Alexandra Scherrer ist Mitinhaberin und Geschäftsführerin bei der Carpathia AG, der unabhängigen und neutralen Beratungsagentur für Digital Commerce. In ihrer Funktion unterstützt sie grosse und kleine Unternehmen unterschiedlicher Branchen aus B2C und B2B bei der Strategie-Erarbeitung, -Konzeption und -Umsetzung.
Rund 12 Prozent des Detailhandelsumsatzes wird in der Schweiz bereits online erwirtschaftet. Während im Food/Near-Food-Bereich der Onlineanteil bei 3 Prozent liegt, sind es im Non-Food-Segment bereits 18,8 Prozent. Besonders im Bereich Heimelektronik zeigt sich ein starker Trend zum Onlineshopping, hier tätigen die Konsumenten über die Hälfte ihrer Ausgaben online. Gefolgt von den Kategorien Spielwaren (35 Prozent Onlineanteil) sowie Fashion und Sport (30 Prozent Onlineanteil).
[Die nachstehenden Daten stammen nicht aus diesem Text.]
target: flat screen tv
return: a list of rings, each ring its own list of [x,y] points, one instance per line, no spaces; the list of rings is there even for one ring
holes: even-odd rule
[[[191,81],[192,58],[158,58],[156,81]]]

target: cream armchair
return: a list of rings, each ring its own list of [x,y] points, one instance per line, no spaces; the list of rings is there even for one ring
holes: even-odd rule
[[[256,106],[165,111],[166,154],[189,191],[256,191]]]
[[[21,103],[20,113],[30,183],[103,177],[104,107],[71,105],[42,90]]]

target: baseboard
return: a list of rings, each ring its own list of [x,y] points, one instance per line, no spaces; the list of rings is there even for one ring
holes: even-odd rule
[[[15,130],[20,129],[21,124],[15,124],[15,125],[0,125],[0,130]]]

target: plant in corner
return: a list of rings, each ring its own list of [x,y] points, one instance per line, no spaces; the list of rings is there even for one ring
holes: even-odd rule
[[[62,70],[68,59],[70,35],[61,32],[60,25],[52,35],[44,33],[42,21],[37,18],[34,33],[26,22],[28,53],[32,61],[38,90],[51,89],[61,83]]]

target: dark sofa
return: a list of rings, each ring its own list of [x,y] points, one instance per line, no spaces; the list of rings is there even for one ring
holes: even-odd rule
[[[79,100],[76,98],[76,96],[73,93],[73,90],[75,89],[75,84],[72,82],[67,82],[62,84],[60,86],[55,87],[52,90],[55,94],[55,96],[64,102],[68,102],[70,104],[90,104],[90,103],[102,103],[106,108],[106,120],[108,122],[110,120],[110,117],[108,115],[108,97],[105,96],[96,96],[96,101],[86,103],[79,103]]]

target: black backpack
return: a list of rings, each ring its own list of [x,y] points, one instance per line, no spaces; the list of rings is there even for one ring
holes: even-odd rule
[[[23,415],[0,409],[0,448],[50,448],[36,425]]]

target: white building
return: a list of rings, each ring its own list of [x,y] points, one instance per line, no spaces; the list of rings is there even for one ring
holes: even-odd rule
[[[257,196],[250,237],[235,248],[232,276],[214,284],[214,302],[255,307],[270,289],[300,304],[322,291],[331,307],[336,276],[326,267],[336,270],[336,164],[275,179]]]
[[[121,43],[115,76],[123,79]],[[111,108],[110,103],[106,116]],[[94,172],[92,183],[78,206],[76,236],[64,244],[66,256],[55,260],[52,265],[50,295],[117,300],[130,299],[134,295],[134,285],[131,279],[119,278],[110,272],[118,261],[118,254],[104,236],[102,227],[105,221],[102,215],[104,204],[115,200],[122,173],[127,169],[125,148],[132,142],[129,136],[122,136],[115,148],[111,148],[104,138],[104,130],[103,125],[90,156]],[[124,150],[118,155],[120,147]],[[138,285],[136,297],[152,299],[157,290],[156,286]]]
Marktplätze und E-Food als Wachstumstreiber
Wachstumstreiber im Schweizer Onlinehandel bleiben die grossen Marktplätze, allen voran Digitec Galaxus. Die Plattform knackte im vergangenen Jahr die Umsatzgrenze von 3 Milliarden Schweizer Franken – ein Plus von 18 Prozent. Auch der E-Food legte zu, mit Coop.ch und Migros Online als Aushängeschilder. Wenn auch bald ohne das Start-up Farmy, das bislang als Anbieter für frische Lebensmittel im Schweizer E-Food-Markt mitmischte und nach der Fusion mit Pico wohl nicht mehr gleich weitergeführt wird.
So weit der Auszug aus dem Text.